The message reads (in part):
“The rumor about the French connection seems to stem solely from a speculation in the Threadgills book that their son Deodatus was named after the church of St Deodat in France.”“Melisbanks”, Ancestry Message Board
I accepted the friendly Message Board challenge:
“If anyone reading this has information to support or contradict what is contained herein, please let me know.”“Melisbanks”, Ancestry Message Board
Ms. Miller, in Threadgills in America… does not say the Threlkeld connection to France is a documented fact. Rather she states, “It is said that William lived in France in 1657 or earlier, and his wife, Thomasine, was French.” [author’s emphasis] Miller provides no footnote for this statement.
Fortunately, the Miller book is a thoroughly researched genealogy of the Threadgill family. I found a source I didn’t recognize in the references section: Archaelogia Aeliana 2nd Series, Vol. iii, pg. 101-102. A search for a copy of the article took me to an online version of the document which was published in 1859. An expanded reading of the text revealed yet another source I’d never seen before, “Inf. Mrs.
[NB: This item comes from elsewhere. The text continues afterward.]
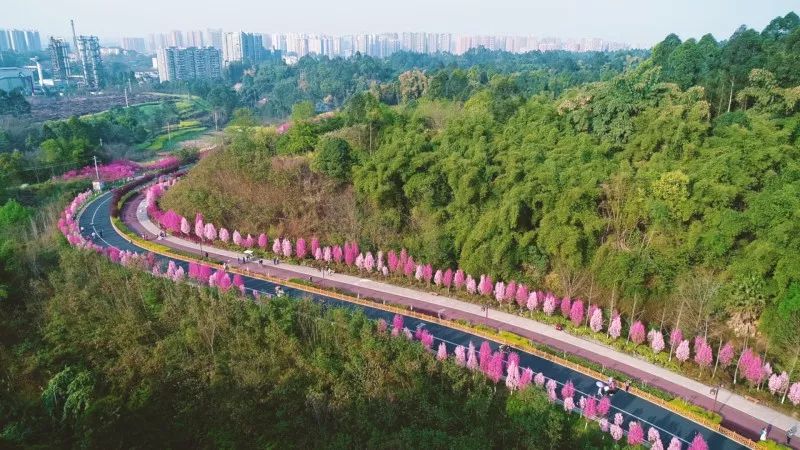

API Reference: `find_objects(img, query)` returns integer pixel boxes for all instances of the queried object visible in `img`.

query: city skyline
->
[0,0,797,47]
Busby, 1822”. Mrs. Busby is footnoted as the source for the identification of Deodatus Threlkeld’s mother, “a French woman”.
Who was Mrs. Busby?
More research was required.
Contained within the Archaelogia Aeliana article are lineage listings for several of the children of William and Thomasine. A brother of Deodatus, Henry Threlkeld, is listed with a son, Richard Threlkeld (b 1697-1786). And Richard (nephew of Deodatus) is shown with a daughter named Isabella Threlkeld (b. 1733).
“Isabella, wife of John Busby… She was living in Bishopwearmouth 1822, age 89, ‘quite blind, but very perfect in intellect, and in good health,’ and communicated a great portion of the Threlkeld pedigree to John Brough, Esq…”Archaelogia Aeliana
Isabella Threlkeld Busby–Mrs. Busby–was the great-granddaughter of Thomasine Threlkeld and grandniece of Deodatus Threlkeld.
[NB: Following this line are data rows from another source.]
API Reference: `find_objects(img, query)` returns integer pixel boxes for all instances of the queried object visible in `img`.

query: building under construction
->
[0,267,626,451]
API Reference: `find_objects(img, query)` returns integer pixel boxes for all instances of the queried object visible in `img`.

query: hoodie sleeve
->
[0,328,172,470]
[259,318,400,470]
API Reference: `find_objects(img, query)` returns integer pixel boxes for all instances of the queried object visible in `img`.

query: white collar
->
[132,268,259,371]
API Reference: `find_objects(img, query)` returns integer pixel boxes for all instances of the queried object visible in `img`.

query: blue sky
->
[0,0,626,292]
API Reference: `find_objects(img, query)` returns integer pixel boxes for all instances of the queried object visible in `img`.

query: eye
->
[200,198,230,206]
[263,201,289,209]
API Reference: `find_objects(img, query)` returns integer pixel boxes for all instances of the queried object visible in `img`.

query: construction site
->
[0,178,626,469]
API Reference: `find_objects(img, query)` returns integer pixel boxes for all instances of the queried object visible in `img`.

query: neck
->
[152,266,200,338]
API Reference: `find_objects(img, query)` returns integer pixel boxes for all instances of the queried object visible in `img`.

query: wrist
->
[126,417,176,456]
Mystery solved. Mrs. Busby, a member of the family, was the source of Thomasine Threlkeld’s birthplace in France.
Mrs. Busby reported information in 1822 about her family which was, ultimately, used in the Archaelogia Aeliana article in 1859. The information included her knowledge of her great-grandmother, Thomasine’s, birthplace in France. Mrs. Busby could not have received this information first-hand from Thomasine. Thomasine died before Mrs. Busby was born. She, likely, learned the information from her grandfather and/or father, both of whom would have known Thomasine during their lifetimes–as son and grandson.
Was Thomasine born in France? Today’s genealogical standards do not accept second-hand information from family as documented proof. The message board post on Ancestry is correct on this point.
I suspect Thomasine was French. Her son and grandson, probably, concluded she was French, based on her language, accent or Thomasine telling them it was so.
I leave it to you, reader. Was Thomasine French?
Author’s Note: I would like to express my appreciation to “Melisbanks”, the Ancestry member who posted the 2015 message. Her points were well taken and additional research was, indeed, needed.